O sujeito da psicologia junguiana é visto como uma constelação de arquétipos, sendo o ego (o eu proximal de Wilber) apenas um planetinha no vasto mundo do universo, que é a psique. Nesse olhar, o indivíduo tem uma alma, que é considerada múltipla, uma unidade viva, organizada, dinâmica e multifacetada. Corresponde a uma estrutura plural e indeterminda, um sistema formado por múltiplas unidades que se agrupam de forma diferenciada, ou melhor, um conjunto estrutural indeterminado e interminável constituído pela interação de inúmeros complexos (Pieri, 2005).

 

 

Os complexos junguianos, que se expressam na personalidade humana como símbolos, são comparados às subpersonalidades do eu de Wilber (2002); às sub-esferas psíquicas de Castoriadis (1999); aos COEX de Grof (2000) e aos complexos cármicos de Woolger (1997), conforme veremos adiante. Correspondem a personalidades divididas, parciais e independentes, que compõem o nosso inconsciente e afetam drasticamente as nossas escolhas, o nosso comportamento e os nossos relacionamentos. Mais recentemente, Hillman e diversos pós-junguianos contemporâneos, que enfatizam a importância do personificar em psicologia profunda, dizem que os complexos aparecem na clínica personificando uma multiplicidade de figuras internas que representam diversas experiências, ou seja, os complexos são personificados, formando subpersonalidades (Boechat, 2004). Stein (2004) refere-se ao espaço psicológico da experiência dos complexos como o interior povoado. Para Parfitt (2003), isso significa dizer que o ser humano apresenta personalidades múltiplas.

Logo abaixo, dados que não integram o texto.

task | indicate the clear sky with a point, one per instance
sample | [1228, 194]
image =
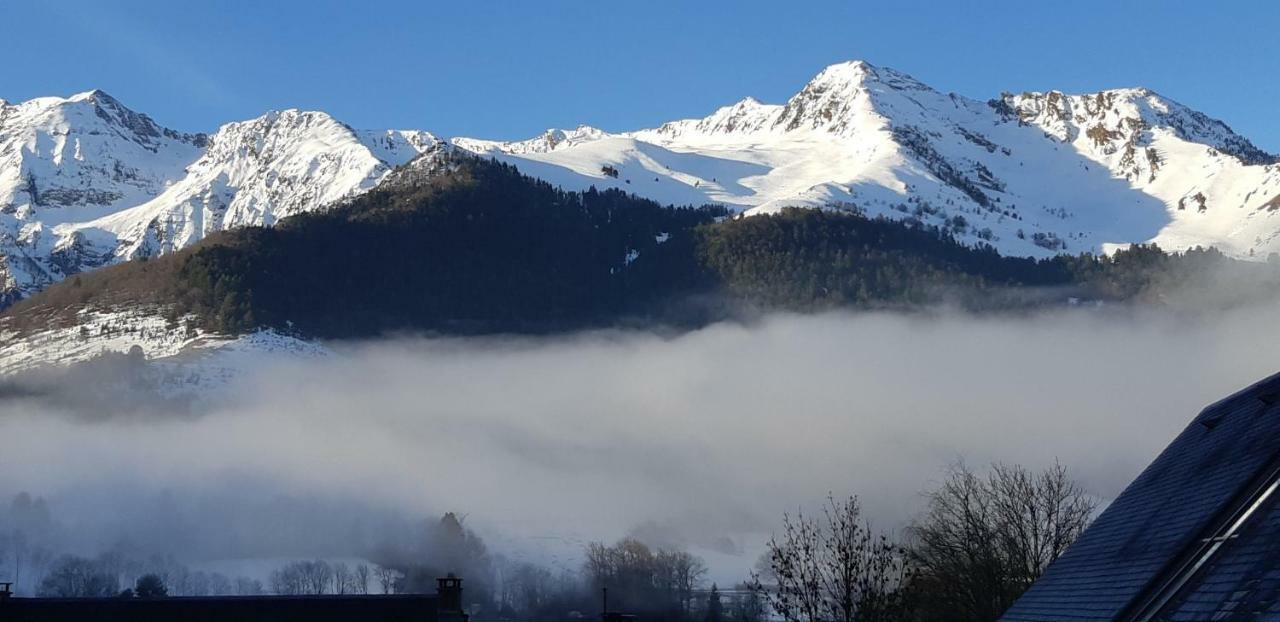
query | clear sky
[510, 69]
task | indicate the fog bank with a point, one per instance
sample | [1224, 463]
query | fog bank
[700, 439]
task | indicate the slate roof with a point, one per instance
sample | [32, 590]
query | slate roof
[1165, 515]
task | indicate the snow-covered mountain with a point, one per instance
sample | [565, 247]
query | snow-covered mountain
[86, 182]
[1032, 174]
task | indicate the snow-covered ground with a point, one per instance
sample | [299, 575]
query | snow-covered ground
[178, 362]
[1032, 174]
[86, 182]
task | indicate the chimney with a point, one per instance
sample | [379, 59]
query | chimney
[448, 599]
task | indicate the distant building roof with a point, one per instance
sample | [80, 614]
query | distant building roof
[397, 608]
[1196, 536]
[442, 607]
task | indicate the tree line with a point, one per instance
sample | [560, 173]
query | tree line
[478, 247]
[981, 540]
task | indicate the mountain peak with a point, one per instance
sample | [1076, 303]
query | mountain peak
[95, 95]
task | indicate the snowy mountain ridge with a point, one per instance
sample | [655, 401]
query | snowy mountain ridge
[87, 182]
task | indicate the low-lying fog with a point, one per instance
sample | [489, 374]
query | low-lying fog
[702, 439]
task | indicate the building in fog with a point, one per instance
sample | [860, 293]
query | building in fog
[1196, 536]
[446, 606]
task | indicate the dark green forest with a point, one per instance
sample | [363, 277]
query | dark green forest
[478, 247]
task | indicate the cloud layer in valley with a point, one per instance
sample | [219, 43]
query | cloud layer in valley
[700, 439]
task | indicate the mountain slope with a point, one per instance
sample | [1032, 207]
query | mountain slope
[86, 182]
[1032, 174]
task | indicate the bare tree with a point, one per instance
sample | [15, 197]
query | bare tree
[983, 540]
[833, 568]
[287, 580]
[387, 579]
[77, 577]
[360, 579]
[316, 575]
[341, 577]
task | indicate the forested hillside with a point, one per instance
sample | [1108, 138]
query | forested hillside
[471, 246]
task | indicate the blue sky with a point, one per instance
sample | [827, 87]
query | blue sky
[508, 69]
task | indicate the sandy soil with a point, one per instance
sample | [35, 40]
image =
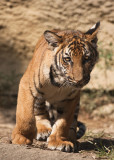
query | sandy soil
[21, 24]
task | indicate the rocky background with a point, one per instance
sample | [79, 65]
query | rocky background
[22, 22]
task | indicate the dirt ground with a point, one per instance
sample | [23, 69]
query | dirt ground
[21, 24]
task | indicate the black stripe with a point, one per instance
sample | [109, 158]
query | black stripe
[31, 92]
[36, 86]
[53, 82]
[67, 100]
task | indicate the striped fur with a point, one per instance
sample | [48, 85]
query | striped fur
[49, 91]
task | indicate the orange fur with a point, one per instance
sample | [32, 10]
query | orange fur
[36, 80]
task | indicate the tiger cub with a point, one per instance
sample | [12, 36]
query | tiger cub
[60, 67]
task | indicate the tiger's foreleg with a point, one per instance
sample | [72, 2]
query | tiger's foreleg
[25, 129]
[42, 119]
[59, 136]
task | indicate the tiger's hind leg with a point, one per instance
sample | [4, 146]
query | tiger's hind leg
[42, 120]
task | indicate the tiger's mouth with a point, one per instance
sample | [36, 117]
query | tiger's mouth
[80, 83]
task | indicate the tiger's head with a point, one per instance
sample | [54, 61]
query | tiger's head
[75, 54]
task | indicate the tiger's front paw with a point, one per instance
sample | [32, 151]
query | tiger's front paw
[43, 133]
[59, 144]
[20, 139]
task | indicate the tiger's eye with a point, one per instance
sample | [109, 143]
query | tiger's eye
[67, 59]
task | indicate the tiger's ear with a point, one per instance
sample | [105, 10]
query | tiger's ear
[52, 38]
[91, 34]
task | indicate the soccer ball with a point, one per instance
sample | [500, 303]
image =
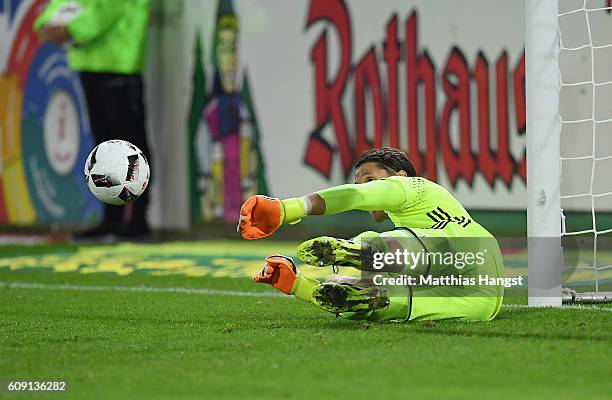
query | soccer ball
[117, 172]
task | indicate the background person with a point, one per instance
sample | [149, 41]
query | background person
[108, 48]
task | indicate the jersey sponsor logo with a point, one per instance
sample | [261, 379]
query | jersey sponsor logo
[441, 219]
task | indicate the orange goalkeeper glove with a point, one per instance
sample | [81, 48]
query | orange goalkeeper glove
[261, 216]
[280, 272]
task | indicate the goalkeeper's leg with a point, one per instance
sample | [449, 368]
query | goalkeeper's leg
[441, 302]
[346, 297]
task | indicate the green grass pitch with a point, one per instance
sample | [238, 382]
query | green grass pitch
[212, 338]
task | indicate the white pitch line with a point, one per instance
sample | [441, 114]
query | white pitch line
[212, 292]
[584, 307]
[89, 288]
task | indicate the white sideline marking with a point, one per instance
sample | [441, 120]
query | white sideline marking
[585, 307]
[89, 288]
[212, 292]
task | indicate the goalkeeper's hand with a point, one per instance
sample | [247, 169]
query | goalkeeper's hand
[261, 216]
[279, 272]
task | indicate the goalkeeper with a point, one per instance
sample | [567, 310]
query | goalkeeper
[431, 228]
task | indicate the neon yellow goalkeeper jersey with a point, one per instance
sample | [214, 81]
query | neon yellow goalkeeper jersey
[411, 202]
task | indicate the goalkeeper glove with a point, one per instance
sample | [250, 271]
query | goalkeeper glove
[261, 216]
[280, 272]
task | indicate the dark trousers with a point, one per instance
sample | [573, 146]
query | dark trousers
[116, 111]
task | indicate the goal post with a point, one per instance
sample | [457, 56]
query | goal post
[542, 85]
[568, 64]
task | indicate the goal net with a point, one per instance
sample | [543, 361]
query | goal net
[569, 96]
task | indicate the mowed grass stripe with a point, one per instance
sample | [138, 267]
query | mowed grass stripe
[210, 292]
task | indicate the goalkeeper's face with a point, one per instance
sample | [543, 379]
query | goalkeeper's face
[371, 171]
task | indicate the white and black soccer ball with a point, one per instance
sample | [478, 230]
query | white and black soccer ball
[117, 172]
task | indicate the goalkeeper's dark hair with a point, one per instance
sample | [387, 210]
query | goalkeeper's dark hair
[389, 158]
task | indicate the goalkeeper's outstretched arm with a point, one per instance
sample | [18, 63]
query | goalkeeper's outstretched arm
[260, 216]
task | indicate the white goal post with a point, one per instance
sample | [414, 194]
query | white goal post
[542, 83]
[568, 53]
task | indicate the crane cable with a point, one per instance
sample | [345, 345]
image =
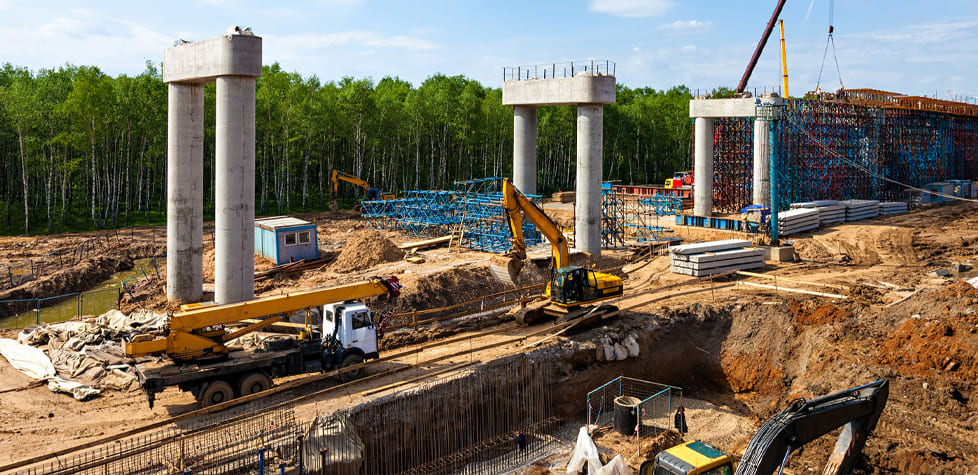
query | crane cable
[866, 170]
[830, 40]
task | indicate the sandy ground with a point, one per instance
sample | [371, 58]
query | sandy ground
[757, 348]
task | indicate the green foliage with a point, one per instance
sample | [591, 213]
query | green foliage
[94, 147]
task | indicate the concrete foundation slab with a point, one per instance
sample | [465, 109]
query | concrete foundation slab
[780, 253]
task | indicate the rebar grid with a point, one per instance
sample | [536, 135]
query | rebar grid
[228, 442]
[453, 425]
[612, 219]
[819, 141]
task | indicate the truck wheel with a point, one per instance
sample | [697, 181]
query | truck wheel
[216, 393]
[350, 360]
[254, 383]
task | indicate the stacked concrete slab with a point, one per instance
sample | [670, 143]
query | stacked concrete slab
[829, 211]
[797, 220]
[893, 207]
[861, 209]
[715, 257]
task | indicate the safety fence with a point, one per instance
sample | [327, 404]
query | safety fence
[567, 69]
[653, 412]
[23, 271]
[23, 312]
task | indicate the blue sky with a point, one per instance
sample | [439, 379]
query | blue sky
[913, 47]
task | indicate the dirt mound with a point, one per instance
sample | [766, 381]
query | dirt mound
[928, 346]
[77, 278]
[365, 249]
[825, 314]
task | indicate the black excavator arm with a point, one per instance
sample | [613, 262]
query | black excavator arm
[856, 410]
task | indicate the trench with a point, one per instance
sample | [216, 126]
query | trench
[469, 423]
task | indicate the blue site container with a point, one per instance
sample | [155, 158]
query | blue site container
[284, 239]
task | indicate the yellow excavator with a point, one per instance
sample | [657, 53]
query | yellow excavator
[369, 193]
[856, 410]
[336, 331]
[572, 290]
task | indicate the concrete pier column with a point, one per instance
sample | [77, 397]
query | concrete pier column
[234, 244]
[587, 208]
[525, 148]
[703, 168]
[762, 153]
[185, 192]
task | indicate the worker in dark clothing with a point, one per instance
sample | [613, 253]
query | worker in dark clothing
[521, 440]
[680, 420]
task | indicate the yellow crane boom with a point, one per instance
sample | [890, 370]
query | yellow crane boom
[198, 331]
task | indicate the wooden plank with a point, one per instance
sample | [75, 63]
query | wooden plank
[797, 291]
[785, 279]
[434, 242]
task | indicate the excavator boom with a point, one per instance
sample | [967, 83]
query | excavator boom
[507, 268]
[856, 410]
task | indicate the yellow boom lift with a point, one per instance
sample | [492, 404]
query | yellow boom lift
[369, 193]
[337, 331]
[572, 290]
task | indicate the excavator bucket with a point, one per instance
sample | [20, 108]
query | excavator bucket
[505, 269]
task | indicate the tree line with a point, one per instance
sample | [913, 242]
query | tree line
[83, 150]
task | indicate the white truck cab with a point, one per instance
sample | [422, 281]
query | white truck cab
[352, 324]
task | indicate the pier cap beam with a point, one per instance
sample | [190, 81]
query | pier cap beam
[236, 53]
[585, 88]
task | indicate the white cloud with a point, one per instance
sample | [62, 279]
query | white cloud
[691, 26]
[84, 37]
[362, 38]
[631, 8]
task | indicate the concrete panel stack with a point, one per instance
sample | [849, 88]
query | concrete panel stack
[715, 257]
[861, 209]
[797, 220]
[893, 207]
[829, 211]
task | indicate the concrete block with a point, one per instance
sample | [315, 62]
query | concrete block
[740, 107]
[583, 89]
[233, 54]
[780, 253]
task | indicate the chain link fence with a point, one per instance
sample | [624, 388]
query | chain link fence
[654, 412]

Quando o inconsciente é examinado, descobrimos um mundo de heróis, tiranos, escravos, rainhas, mercadores, charlatães, sedutoras, bodes expiatórios, sacerdotes, generais, senhores, camponeses e assim por diante. Cada uma dessas figuras é um complexo personificado que habita os "melodramas internos de nossos sonhos e fantasias" (Woolger, 1997: 208). Hillman (1983), que chama o inconsciente de mundo dos deuses, acredita que só uma psicologia baseada no entendimento de como essas imagens arquetípicas formam todas as atividades culturais e criativas - artes, ciência, religião, política e filosofia - pode fazer justiça às realidades múltiplas que chamamos de alma.

 

3. A teoria dos complexos de Jung

Para compreendermos melhor as sub-esferas psíquicas ou subpersonalidades arquetípicas (complexos personificados), iremos retornar à 1902, na Clínica Psiquiátrica da Universidade de Zuriche, onde Jung começou a estruturar a teoria dos complexos. É na teoria dos "complexos" que Jung consegue representar um tipo de unidade para o estudo da psique, mais dinâmico e suscetível ao novo que qualquer uma das categorias usadas por Freud, trazendo assim, uma contribuição importante para a psicologia, ao aproximar ontologicamente a psique da subjetividade humana (González Rey, 2007).

Para Jung a "via régia" para o inconsciente não estava nos sonhos, como entendia Freud, mas nos complexos. A teoria junguiana dos complexos teve a sua origem em uma série de experimentos com sujeitos humanos, denominados de "teste de associação de palavras"; culminando na publicação da obra "Psicologia do Inconsciente", em 1912. O método experimental, que depois foi abandonado por Jung, tanto lhe serviu de ponte para iniciar o relacionamento com Freud, quanto para lançá-lo internacionalmente no mundo acadêmico (conferências do bicentenário da Clark University, Estados Unidos, 1909). Esta pesquisa experimental surgiu em decorrência de uma inquietação presente na época em que Freud e Jung se debruçavam sobre a comprovação empírica do inconsciente.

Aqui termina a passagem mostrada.